El prisma
Un prisma imaginario en
el espacio multiplica un
rayo de luz. Entonces comprendemos que el arcoíris es ficción: no brilla con
luz propia.
Quizá la Literatura tampoco.
Un prisma literario multiplica palabras, imágenes
y sentimientos que antes no existían o que dormían escondidos en alguna región
del pensamiento.
La brisa podría ser el pasaje hacia la locura o
hacia la sensibilidad natural. Por eso los escritores respiran ciertas noches
como si fueran revelaciones y hacen votos secretos para que ese estado no
termine nunca.
Entonces aparecen las imágenes.
Una flor roja que exalta las virtudes de la rosa
sin ser todavía una rosa.
La noche frente al mar.
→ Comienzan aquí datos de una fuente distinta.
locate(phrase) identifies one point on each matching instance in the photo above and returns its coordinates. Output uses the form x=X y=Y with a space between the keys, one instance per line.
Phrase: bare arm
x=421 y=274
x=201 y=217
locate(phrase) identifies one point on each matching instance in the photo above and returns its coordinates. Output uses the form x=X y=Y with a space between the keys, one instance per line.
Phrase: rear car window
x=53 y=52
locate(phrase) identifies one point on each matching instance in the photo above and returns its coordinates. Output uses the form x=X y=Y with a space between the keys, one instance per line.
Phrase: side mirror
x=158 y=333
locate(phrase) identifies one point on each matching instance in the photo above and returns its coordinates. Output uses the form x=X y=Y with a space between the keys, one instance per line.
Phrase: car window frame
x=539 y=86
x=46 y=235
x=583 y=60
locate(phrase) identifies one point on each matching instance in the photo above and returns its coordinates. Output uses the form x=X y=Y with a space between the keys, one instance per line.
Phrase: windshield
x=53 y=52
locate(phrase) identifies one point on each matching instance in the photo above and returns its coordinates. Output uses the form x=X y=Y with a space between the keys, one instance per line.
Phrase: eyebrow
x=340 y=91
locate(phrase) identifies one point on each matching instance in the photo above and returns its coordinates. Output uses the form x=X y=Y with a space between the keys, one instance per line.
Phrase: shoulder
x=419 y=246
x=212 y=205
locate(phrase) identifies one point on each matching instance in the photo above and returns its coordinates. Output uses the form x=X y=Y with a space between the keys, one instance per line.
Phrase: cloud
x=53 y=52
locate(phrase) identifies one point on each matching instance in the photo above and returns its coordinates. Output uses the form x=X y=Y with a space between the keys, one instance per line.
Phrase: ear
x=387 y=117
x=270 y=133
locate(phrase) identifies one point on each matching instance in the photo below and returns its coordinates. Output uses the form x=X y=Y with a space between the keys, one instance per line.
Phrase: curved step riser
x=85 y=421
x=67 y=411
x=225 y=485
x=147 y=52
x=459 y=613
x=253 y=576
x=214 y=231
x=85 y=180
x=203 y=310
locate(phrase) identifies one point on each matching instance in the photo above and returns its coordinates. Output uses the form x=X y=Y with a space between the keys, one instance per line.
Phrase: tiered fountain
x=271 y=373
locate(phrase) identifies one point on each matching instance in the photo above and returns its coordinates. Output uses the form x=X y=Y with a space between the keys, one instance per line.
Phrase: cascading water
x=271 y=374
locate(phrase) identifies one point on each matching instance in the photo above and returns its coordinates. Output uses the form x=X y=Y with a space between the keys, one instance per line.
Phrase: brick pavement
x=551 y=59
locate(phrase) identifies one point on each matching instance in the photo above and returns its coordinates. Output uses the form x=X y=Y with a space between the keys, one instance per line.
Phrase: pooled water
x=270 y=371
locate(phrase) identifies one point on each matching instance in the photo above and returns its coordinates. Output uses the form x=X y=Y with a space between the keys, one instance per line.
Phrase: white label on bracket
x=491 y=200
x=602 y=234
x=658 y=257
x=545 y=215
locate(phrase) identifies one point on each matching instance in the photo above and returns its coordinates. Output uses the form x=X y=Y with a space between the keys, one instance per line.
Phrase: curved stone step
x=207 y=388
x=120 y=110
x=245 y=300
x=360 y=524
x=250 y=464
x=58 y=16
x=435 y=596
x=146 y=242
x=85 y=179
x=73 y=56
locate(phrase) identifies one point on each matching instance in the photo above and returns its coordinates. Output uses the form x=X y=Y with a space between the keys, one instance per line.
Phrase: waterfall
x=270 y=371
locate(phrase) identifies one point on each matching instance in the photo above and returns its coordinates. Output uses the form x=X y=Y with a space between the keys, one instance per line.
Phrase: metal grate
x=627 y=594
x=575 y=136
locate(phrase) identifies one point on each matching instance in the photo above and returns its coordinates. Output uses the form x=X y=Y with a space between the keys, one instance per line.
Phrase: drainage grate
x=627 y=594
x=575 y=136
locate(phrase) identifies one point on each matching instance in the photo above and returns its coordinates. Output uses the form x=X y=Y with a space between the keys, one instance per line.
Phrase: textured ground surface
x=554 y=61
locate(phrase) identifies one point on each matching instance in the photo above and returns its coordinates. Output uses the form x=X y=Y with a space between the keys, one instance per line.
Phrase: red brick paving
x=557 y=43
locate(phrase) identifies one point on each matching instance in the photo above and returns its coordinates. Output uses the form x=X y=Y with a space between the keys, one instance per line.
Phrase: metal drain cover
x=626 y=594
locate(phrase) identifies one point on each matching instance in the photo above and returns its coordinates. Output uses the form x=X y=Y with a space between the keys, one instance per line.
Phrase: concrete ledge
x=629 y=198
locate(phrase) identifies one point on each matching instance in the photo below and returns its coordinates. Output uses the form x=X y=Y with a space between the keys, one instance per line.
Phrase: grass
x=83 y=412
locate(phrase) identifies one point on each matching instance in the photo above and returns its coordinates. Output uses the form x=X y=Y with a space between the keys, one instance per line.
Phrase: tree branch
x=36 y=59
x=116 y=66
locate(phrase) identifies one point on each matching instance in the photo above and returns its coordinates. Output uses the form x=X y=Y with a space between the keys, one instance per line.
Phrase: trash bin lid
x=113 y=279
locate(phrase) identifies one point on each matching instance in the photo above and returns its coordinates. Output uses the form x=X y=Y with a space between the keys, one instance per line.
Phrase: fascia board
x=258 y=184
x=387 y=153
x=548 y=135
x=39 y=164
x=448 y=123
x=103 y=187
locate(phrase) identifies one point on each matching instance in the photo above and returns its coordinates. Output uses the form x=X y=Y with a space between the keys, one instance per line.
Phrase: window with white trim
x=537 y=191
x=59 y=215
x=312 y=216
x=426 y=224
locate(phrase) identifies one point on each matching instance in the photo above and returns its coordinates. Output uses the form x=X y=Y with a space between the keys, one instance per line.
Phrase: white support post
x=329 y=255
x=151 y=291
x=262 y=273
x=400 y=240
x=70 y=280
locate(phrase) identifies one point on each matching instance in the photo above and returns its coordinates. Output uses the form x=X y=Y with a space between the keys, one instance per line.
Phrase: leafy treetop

Una luna blanca y
excesiva. Una muñeca de tusa tomada de la mano y mirando las olas como si
hubiese olvidado su nombre.
El pelo suelto de ella cayendo como cascada sobre
el pecho y el rostro mientras los pétalos los acunan.
Quizá el color rojo nació así.
Quizá también el olor de la rosa.
Y quizá la Literatura no sea otra cosa que el
instante en que la realidad atraviesa un prisma y comienza a arder dentro de
alguien.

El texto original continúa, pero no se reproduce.